MONITOR, Jakarta – Kondisi harga beras dalam bulan-bulan terakhir telah memberi dampak terhadap nilai kesejahteraan petani. Terkait hal ini, Kepala Biro Humas dan Informasi Publik Kementan, Kuntoro Boga Andri mengatakan bahwa berdasarkan data Badan Pusat Statistik (BPS), kenaikan harga gabah dan beras berakibat menggerek Nilai Tukar Petani (NTP) maupun Nilai Tukar Usaha Pertanian (NTUP).
“Jadi peningkatan harga gabah dan beras pada akhir tahun ini betul-betul berkontribusi besar terhadap kenaikan NTP. Ini sangat pas karena petani merasakan hasil jerih payah mereka selama berproduksi,” ujar Kuntoro, Kamis, 1 November 2022.
Berdasarkan data BPS, harga gabah kering panen di tingkat petani senilai Rp5.397 per kg, naik 0,81 persen. Sementara beras kualitas medium di pegilingan RP 10,110 naik 0,78 persen dibandingkan tahun lalu.
Data BPS juga menyebutkan perkembangan harga gabah dan beras turut mendorong peningkatan NTP subsektor tanaman pangan. NTP tanaman pangan mencapai 100,43, meningkat 0,02 persen dibandingkan bulan sebelumnya.
Kuntoro mengungkapkan kebijakan Kementerian Pertanian (Kementan) memiliki misi untuk meningkatkan produksi pertanian dan kesejahteraan petani. Dia berharap, kenaikan NTP dan NTUP bulan ini bisa menjadi momentum bersama dalam membangkitkan gairah pertanian Indonesia.

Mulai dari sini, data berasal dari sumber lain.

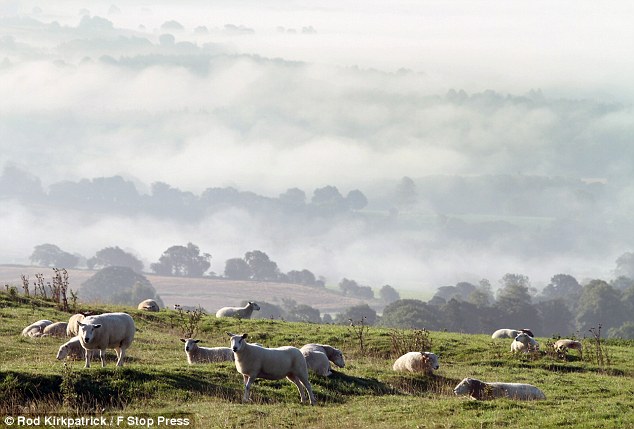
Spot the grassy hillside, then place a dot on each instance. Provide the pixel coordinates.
(156, 379)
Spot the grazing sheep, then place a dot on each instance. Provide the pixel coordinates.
(425, 362)
(319, 356)
(196, 354)
(239, 312)
(36, 329)
(57, 329)
(72, 349)
(561, 345)
(148, 305)
(524, 343)
(480, 390)
(272, 364)
(72, 329)
(505, 333)
(108, 330)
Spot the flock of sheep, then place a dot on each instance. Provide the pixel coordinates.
(116, 331)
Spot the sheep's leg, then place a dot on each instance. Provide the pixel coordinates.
(247, 387)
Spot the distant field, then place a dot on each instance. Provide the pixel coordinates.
(157, 381)
(211, 294)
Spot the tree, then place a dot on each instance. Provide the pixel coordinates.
(118, 285)
(237, 269)
(261, 266)
(388, 294)
(183, 261)
(411, 313)
(599, 303)
(114, 256)
(49, 255)
(356, 313)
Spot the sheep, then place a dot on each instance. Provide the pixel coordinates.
(148, 305)
(72, 329)
(561, 345)
(196, 354)
(425, 362)
(480, 390)
(505, 333)
(108, 330)
(319, 356)
(239, 312)
(57, 329)
(272, 364)
(36, 329)
(524, 343)
(73, 349)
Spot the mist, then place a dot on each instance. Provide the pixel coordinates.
(269, 97)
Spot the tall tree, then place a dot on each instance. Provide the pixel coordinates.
(183, 261)
(114, 256)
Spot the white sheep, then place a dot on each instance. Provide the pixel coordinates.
(148, 305)
(72, 329)
(505, 333)
(72, 349)
(108, 330)
(480, 390)
(57, 329)
(425, 362)
(240, 312)
(197, 354)
(524, 343)
(561, 345)
(319, 356)
(36, 329)
(272, 364)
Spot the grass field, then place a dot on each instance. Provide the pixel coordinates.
(157, 381)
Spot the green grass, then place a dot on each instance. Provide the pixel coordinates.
(156, 379)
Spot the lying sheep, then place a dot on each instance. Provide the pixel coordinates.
(239, 312)
(319, 356)
(36, 329)
(505, 333)
(524, 343)
(57, 329)
(425, 362)
(196, 354)
(560, 346)
(72, 349)
(272, 364)
(148, 305)
(108, 330)
(72, 329)
(481, 390)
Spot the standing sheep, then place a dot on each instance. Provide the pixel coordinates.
(272, 364)
(72, 349)
(239, 312)
(148, 305)
(196, 354)
(560, 346)
(36, 329)
(480, 390)
(425, 362)
(524, 343)
(505, 333)
(57, 329)
(72, 329)
(108, 330)
(319, 356)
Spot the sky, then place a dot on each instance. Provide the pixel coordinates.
(265, 96)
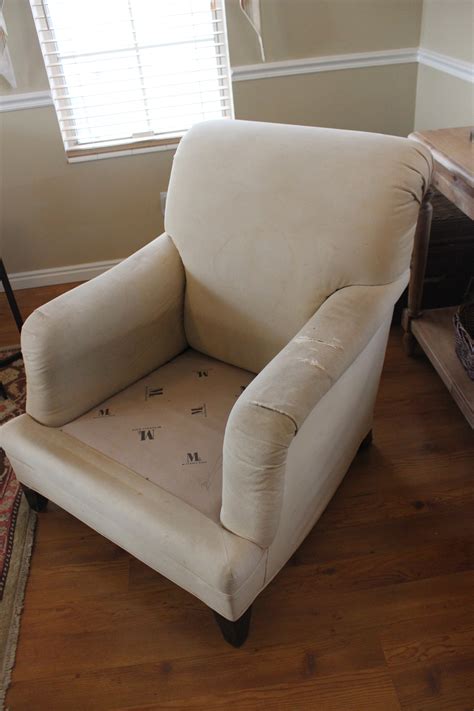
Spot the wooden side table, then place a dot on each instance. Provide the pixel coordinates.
(453, 176)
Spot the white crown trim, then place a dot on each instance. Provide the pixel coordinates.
(328, 63)
(60, 275)
(456, 67)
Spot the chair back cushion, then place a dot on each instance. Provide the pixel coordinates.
(271, 219)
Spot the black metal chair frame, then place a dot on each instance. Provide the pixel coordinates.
(16, 315)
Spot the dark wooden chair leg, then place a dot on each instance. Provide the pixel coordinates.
(235, 633)
(38, 502)
(367, 441)
(10, 296)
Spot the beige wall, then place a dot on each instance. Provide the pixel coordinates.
(448, 28)
(313, 28)
(24, 49)
(379, 99)
(57, 214)
(443, 100)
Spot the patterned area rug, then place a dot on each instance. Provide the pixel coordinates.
(17, 527)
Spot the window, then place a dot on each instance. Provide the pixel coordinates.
(136, 72)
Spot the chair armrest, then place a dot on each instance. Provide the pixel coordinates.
(96, 339)
(273, 407)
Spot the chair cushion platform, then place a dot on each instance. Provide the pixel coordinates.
(150, 459)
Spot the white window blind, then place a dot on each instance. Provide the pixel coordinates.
(123, 71)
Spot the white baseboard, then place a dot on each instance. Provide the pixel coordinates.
(59, 275)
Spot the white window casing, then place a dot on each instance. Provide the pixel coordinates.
(133, 73)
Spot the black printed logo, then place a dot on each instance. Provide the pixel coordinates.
(201, 373)
(146, 433)
(103, 412)
(152, 392)
(200, 410)
(193, 458)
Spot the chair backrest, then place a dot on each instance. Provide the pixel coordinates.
(271, 219)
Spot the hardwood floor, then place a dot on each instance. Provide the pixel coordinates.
(375, 611)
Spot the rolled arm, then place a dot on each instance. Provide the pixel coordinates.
(273, 407)
(96, 339)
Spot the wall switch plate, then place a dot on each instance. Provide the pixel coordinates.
(163, 202)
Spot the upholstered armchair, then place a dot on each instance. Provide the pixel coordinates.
(200, 403)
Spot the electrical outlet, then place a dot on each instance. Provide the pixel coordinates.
(163, 202)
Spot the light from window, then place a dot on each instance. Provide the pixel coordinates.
(123, 71)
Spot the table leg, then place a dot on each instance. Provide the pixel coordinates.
(417, 271)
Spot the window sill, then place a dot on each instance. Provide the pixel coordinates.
(133, 148)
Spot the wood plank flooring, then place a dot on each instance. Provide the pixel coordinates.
(375, 611)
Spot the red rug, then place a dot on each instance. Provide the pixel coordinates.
(13, 379)
(17, 528)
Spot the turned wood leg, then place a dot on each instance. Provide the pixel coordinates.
(367, 441)
(37, 502)
(235, 633)
(417, 271)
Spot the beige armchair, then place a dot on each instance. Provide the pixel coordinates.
(200, 403)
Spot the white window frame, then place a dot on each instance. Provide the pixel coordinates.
(137, 144)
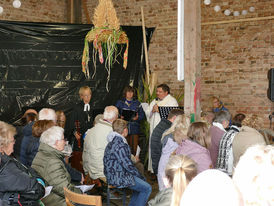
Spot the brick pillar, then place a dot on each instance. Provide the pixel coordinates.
(192, 67)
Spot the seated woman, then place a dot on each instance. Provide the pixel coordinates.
(211, 188)
(196, 145)
(218, 105)
(253, 175)
(19, 185)
(171, 140)
(25, 156)
(129, 103)
(179, 172)
(49, 163)
(119, 168)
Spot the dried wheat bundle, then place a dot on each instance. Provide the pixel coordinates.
(105, 35)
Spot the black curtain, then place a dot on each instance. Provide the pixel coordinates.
(40, 66)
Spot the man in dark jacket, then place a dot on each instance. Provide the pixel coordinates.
(156, 136)
(80, 120)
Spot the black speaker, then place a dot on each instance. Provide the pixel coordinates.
(270, 91)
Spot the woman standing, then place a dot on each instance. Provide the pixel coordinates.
(196, 145)
(49, 163)
(128, 105)
(119, 168)
(179, 171)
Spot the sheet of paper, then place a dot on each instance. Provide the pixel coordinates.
(85, 188)
(138, 151)
(47, 190)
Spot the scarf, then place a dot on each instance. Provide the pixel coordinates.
(225, 155)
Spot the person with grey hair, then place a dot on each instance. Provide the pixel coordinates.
(95, 143)
(19, 185)
(49, 163)
(47, 114)
(217, 130)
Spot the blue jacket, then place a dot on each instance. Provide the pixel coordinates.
(29, 146)
(134, 126)
(118, 167)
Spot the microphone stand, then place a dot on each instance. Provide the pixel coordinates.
(270, 119)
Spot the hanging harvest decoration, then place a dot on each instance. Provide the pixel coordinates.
(105, 35)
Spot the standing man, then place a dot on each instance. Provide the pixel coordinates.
(96, 142)
(81, 119)
(164, 99)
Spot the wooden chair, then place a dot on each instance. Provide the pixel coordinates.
(72, 198)
(111, 188)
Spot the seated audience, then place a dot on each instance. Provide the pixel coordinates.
(95, 143)
(37, 129)
(178, 173)
(47, 114)
(49, 163)
(156, 136)
(130, 103)
(60, 119)
(211, 188)
(217, 130)
(225, 155)
(119, 168)
(248, 136)
(18, 184)
(254, 176)
(171, 140)
(208, 117)
(19, 132)
(196, 145)
(217, 105)
(25, 157)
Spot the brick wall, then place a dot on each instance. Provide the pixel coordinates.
(35, 11)
(235, 56)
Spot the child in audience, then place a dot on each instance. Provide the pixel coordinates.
(253, 176)
(196, 145)
(179, 172)
(171, 140)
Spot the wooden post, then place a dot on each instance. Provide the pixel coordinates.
(74, 11)
(145, 45)
(192, 68)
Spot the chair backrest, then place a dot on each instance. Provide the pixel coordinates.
(72, 197)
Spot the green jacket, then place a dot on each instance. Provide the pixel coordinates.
(48, 162)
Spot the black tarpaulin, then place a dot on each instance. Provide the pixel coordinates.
(40, 66)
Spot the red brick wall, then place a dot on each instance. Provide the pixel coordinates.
(35, 11)
(161, 14)
(235, 56)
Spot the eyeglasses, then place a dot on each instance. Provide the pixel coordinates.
(12, 141)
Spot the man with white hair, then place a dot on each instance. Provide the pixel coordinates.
(47, 114)
(95, 143)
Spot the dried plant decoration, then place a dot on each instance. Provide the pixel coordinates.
(105, 35)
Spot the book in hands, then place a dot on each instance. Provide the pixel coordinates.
(128, 114)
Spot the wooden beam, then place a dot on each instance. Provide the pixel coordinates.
(192, 68)
(238, 20)
(145, 45)
(84, 3)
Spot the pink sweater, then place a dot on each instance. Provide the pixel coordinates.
(216, 136)
(196, 152)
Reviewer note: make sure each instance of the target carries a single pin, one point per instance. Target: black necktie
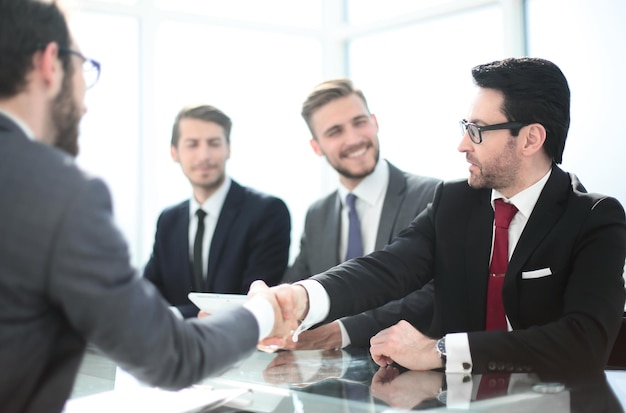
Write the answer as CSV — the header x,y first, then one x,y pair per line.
x,y
355,241
198,268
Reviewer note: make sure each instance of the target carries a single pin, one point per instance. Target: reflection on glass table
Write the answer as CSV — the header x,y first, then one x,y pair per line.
x,y
349,381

“Melalui arahan Bapak Menteri, kita terus berupaya meningkatkan produksi baik padi, jagung maupun subsektor lainya. Harapan kita juga nilai kesejahteraan petani juga akan turut meningkat,” jelasnya.
Deputi Bidang Statistik dan Jasa BPS, Setianto, mengungkapkan peningkatan harga gabah yang terjadi saat ini mampu mendorong kenaikan Nilai Tukar Petani (NTP) di sejumlah daerah.
Adapun komoditas penyumbang utama dari kenaikan NTP adalah ketersediaan gabah dan disaat bersamaan juga terjadi kenaikan pada harga beras. Berdasarkan catatanya, ada 24 provinsi di Indonesia yang mengalami kenaikan NTP di bulan November 2022.
“Ada 24 provinsi yang mengalami kenaikan NTP dengan peningkatan tertingginya terjadi di Provinsi Riau yaitu sebesar 5,64 persen,” ujarnya.
Secara keseluruhan, kata Setianto, NTP di bulan November mencapai 107,81 atau naik sebesar 0,50 persen apabila dibandingkan dengan bulan Oktober 2002. Kenaikan NTP terjadi karena indeks harga yang diterima petani naik sebesar 0,66 persen atau lebih tinggi dari kenaikan indeks harga yang dibayar petani yang hanya 0,15 persen.
Menurut Setianto, peningkatan NTP tertinggi terjadi pada subsektor tanaman perkebunan rakyat yang naik sebesar 2,57 persen. Peningkatan terjadi karena indeks harga yang diterima mengalami kenaikan 2,60 persen dan disaat yang sama indeks harga yang dibayarkan petani atau IB mengalami kenaikan 0,03 persen.
“Komoditas yang berkontribusi pada kenaikan ini adalah kelapa sawit, Kakao, coklat, biji kopi, tebu dan Gambir,” katanya.
Setianto mengatakan kenaikan juga terjadi pada Nilai Tukar Usaha Tani atau NTUP yang mencapai 107,25 atau naik sebesar 0,46 persen apabila bandingkan dengan bulan lalu di Oktober 2022. Kenaikan NTUP terjadi karena indeks harga yang diterima petani naik sebesar 0,66 persen.
“Ini lebih tinggi dari kenaikan indeks biaya produksi dan penambahan barang modal yang naik sebesar 0,19 persen,” jelasnya.